No importa que uno vuelva a caer en la cuenta y afirme nuevamente, ya desde la atalaya de los setenta, que la primavera siempre nos sorprende. Y lo mejor es que, además, su sorpresa es inapelable, combate cualquier atisbo de adversidad, y dispara los corazones desde el suelo hasta el cielo, aunque también esté certificado médicamente que a otras personas les causa justo el efecto contrario, y las arrastra hasta la sima más profunda de sus infiernos más íntimos.

Pero al margen de su efecto en unos y en otros, este estallido incontrolable de nuevas pulsiones que ya se atisba en las yemas de los árboles y en los ojos de quienes están enamorados y se dejan llevar en volandas hasta el firmamento, embriagados por los efluvios de esta primavera que ya se deja sentir con el esplendor en la hierba, y la gloria en las flores del poema de William Wordsworth que inspiró y dio título a la película de Elia Kazan de 1961, no es más que la repetición del ritual de la vida, ese que una vez al año obra el milagro para que todos los animales, sean racionales o no, tengamos sana envidia del universo vegetal.

Con cierta regularidad, y al compás de los años, los humanos perdemos pelo y nos cortamos las uñas, pero tan sólo emocionalmente tenemos cambios sustanciales cada año en estas semanas en las que la naturaleza nos deslumbra con una lección de renacimiento que nosotros sólo podemos emular, pero no consumar, jugando con mitos como el del ave fénix renaciendo de sus cenizas cada vez que nuestra imaginación particular, o la incierta memoria colectiva, nos lo reclama.

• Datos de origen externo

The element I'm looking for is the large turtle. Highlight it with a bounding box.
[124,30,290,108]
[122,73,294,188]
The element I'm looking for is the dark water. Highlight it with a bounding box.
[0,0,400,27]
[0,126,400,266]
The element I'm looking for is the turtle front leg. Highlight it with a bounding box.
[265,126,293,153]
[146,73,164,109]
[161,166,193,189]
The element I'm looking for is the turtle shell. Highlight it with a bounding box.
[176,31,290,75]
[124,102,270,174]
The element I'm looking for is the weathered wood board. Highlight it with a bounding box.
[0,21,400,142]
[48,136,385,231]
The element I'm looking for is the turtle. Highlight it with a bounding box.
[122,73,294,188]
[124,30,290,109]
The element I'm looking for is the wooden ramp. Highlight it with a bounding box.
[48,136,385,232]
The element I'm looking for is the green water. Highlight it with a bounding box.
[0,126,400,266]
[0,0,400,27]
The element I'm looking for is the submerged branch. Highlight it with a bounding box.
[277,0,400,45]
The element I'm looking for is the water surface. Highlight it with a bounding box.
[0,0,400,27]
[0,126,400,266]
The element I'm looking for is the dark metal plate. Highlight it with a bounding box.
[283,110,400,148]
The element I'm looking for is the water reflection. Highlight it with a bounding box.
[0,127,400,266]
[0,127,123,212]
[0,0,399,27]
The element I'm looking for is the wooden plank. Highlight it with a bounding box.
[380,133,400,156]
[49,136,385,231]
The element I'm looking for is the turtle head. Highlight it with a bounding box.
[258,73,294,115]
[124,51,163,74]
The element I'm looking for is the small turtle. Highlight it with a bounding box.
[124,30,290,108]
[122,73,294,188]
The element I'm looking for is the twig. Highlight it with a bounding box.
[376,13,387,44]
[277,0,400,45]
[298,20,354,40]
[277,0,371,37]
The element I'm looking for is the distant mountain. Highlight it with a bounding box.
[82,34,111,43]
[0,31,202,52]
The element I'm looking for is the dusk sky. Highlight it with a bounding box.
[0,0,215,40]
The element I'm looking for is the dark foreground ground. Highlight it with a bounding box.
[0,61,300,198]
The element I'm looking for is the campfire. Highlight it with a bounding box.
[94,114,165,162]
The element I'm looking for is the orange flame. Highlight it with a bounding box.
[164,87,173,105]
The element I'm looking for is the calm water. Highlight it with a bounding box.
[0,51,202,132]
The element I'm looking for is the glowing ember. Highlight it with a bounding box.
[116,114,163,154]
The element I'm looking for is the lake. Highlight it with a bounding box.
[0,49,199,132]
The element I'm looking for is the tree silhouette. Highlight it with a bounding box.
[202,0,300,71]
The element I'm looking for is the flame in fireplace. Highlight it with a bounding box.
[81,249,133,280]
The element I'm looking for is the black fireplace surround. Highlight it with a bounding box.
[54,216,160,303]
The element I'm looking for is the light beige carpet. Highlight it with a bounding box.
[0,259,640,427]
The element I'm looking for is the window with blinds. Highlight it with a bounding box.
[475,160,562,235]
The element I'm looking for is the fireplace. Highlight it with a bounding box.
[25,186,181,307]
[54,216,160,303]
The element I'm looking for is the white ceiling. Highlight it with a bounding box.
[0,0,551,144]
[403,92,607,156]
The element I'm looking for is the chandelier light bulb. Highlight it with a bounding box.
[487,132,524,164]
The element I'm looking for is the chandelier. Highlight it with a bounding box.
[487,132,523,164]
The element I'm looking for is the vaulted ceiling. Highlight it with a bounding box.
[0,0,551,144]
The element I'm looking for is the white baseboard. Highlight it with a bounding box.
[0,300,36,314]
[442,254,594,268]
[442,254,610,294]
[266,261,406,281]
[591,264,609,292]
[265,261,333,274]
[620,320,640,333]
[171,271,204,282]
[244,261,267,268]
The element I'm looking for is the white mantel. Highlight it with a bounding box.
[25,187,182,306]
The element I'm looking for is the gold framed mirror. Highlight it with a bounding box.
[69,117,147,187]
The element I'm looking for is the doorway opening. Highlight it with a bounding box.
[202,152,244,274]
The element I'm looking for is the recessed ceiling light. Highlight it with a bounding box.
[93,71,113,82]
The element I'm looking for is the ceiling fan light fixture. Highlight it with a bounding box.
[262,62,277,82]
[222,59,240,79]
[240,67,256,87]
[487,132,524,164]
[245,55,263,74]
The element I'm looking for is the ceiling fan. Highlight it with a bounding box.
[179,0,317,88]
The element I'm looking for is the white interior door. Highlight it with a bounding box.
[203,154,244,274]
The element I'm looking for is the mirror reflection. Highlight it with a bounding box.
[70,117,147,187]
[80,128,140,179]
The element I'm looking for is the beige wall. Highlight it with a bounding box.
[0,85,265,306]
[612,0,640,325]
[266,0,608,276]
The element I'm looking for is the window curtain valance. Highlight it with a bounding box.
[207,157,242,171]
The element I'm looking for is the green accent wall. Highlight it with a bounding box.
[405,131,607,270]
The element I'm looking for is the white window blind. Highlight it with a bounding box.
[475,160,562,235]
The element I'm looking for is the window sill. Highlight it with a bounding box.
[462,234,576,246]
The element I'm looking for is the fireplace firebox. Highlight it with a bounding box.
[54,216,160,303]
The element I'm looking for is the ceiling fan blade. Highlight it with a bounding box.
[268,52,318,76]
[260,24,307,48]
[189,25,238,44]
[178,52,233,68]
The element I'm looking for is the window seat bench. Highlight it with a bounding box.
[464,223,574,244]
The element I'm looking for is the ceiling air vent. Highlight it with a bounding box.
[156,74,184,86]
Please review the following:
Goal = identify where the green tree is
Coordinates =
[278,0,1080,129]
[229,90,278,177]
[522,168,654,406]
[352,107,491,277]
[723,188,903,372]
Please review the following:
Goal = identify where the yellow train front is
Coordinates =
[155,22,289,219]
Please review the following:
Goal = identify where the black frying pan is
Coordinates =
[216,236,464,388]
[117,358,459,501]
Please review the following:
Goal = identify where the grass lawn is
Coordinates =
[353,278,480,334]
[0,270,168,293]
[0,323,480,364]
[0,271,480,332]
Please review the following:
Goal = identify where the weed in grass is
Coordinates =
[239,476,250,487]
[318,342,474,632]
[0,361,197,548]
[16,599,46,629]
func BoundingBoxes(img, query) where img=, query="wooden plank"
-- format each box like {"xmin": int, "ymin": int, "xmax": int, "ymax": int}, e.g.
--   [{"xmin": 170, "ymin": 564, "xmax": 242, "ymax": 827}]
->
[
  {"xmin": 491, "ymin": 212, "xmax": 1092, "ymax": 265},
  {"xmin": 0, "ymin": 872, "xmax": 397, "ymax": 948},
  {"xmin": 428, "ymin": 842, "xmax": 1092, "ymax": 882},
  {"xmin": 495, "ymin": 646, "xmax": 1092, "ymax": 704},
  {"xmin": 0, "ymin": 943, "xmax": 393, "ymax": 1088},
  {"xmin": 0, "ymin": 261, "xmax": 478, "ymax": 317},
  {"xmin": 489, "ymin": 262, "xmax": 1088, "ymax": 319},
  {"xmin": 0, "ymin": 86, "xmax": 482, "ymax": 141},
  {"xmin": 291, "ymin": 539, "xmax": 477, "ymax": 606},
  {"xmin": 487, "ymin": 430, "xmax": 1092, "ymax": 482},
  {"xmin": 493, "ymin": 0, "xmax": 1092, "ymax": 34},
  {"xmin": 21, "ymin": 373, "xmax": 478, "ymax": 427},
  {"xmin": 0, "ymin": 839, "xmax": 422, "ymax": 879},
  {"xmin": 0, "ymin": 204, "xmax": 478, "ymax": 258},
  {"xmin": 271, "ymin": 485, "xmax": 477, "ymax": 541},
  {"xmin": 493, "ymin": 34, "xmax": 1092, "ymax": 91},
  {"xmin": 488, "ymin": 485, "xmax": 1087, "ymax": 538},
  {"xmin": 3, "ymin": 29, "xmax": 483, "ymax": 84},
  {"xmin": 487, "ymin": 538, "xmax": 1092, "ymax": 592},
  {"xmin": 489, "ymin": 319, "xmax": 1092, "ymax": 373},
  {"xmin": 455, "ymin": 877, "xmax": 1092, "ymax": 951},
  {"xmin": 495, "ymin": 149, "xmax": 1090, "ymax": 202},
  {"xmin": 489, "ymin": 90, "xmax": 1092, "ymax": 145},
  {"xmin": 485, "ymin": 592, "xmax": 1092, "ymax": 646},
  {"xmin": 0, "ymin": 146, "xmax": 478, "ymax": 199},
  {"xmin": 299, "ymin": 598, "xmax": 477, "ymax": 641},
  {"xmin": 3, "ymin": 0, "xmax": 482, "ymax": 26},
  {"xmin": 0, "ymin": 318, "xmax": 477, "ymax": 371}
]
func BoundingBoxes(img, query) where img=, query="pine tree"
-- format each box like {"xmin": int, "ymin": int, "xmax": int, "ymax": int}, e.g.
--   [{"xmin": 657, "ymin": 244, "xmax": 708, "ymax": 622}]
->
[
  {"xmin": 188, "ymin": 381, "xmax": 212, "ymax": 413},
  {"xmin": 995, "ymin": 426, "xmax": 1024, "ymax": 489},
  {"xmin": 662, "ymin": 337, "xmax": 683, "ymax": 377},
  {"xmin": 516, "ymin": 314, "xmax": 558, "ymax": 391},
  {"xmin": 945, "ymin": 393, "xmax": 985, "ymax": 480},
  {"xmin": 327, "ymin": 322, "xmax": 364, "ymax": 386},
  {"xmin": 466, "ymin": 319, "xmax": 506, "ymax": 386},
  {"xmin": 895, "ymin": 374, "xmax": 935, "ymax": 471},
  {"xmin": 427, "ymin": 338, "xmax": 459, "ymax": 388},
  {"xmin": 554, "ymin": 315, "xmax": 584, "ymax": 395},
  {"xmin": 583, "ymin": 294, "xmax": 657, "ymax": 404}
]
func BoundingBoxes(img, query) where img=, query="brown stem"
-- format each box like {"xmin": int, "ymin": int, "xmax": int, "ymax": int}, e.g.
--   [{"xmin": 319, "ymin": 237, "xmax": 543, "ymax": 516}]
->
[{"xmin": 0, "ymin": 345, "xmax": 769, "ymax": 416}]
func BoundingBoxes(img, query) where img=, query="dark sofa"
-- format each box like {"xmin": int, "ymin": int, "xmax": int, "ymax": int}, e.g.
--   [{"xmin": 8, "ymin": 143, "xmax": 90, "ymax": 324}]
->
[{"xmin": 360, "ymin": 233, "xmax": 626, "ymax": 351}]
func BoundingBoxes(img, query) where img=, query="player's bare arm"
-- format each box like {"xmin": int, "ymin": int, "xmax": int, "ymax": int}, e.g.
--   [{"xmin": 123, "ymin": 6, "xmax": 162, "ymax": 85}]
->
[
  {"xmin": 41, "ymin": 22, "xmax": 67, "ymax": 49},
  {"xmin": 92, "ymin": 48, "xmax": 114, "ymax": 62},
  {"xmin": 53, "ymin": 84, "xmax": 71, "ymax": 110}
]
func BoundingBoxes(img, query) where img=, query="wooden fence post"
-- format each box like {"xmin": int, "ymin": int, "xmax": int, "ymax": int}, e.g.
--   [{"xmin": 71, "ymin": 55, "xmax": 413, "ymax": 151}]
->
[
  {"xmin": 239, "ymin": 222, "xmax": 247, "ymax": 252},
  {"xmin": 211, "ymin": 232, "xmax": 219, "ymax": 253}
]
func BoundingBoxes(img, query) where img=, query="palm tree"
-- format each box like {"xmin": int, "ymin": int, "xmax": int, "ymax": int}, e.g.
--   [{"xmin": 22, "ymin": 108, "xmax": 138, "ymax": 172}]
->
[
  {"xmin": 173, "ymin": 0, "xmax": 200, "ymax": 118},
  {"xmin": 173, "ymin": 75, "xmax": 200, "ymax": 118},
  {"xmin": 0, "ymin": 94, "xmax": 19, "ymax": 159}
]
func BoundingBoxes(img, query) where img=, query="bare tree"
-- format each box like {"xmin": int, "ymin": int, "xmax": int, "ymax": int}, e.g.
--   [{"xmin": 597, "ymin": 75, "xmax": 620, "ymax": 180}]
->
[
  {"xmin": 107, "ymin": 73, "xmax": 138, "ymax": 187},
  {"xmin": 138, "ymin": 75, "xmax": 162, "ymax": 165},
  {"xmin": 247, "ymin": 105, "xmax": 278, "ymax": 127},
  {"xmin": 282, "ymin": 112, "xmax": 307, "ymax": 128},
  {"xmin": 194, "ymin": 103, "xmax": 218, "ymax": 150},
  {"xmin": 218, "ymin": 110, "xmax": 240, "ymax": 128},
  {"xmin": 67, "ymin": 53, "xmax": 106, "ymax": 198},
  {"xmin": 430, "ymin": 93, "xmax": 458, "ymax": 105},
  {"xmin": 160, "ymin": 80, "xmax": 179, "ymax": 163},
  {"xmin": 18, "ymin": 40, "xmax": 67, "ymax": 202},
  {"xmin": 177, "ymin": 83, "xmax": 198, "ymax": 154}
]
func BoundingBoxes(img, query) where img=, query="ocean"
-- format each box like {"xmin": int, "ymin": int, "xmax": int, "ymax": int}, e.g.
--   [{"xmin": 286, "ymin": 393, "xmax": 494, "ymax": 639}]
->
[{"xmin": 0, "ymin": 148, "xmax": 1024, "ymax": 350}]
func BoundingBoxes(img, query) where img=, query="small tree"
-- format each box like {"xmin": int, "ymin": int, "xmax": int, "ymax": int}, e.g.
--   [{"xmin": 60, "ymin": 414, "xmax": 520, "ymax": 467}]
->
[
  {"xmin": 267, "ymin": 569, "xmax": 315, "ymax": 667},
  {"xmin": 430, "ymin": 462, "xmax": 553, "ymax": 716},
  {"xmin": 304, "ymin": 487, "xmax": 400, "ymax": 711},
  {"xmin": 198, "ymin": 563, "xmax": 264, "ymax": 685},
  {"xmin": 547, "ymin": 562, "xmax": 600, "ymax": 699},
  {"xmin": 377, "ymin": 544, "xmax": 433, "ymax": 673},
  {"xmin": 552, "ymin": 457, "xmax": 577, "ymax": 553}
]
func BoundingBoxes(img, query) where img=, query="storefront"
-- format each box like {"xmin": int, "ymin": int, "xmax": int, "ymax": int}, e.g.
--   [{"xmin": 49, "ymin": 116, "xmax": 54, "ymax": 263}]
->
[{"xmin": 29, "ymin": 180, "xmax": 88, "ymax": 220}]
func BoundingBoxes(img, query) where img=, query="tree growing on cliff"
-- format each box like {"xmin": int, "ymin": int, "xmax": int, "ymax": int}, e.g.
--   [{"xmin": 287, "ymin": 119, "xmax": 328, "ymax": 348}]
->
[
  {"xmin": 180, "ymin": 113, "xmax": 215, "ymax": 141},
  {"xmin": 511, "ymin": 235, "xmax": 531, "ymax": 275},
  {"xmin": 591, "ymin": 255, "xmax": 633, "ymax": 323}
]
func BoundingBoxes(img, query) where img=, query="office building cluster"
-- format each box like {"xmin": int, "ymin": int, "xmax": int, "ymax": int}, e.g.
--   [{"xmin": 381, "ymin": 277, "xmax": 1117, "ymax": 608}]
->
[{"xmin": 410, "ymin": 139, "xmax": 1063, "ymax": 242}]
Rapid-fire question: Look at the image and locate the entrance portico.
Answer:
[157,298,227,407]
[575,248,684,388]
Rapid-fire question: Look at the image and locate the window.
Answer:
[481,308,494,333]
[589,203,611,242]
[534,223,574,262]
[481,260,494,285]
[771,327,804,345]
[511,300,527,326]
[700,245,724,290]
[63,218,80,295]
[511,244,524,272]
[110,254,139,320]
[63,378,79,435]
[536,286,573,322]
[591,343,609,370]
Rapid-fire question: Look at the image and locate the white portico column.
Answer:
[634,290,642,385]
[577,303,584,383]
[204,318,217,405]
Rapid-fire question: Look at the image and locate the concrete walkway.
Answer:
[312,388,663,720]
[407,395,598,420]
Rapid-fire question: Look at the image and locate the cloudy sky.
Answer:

Esplendor en la hierba Esplendor en la hierba

Esplendor en la hierba

Aunque los vegetales no pueden desplazarse y carecen de nuestros cinco sentidos, yo soy de los ilusos que creen, con la misma fe de los antiguos cristianos, que las plantas tienen muchas más facultades de las que la ciencia nos ha transmitido y cualquier escolar encuentra en sus manuales, como yo de pequeño las descubrí en la Enciclopedia Álvarez, que era como la Biblia cotidiana para los niños de mi generación. Y por eso tengo muy claro, desde que llevaba pantalón corto y corría por las calles de mi barrio, que, en el supuesto de una reencarnación, en la otra vida me gustaría ser una de esas palmeras de talle esbelto y con el penacho poblado por una bandada de inquietos gorriones, desde el crepúsculo hasta que rompe el amanecer del día siguiente, con su desenfrenada algarabía de trinos.

Y puesto que este renacer de la vida a nuestro alrededor es más que una emotiva enseñanza para estos tiempos de zozobra y calamidad que nos ha tocado vivir, con una guerra tan descarnada a la vuelta de esa esquina llamada Ucrania, habrá que vivir cada momento como si fuese el último –carpe diem, en la antigua Roma– y darle gracias a la vida por cada mañana como la de hoy, que nos permite seguir leyendo esta columna y pisar la dudosa luz de otro nuevo día.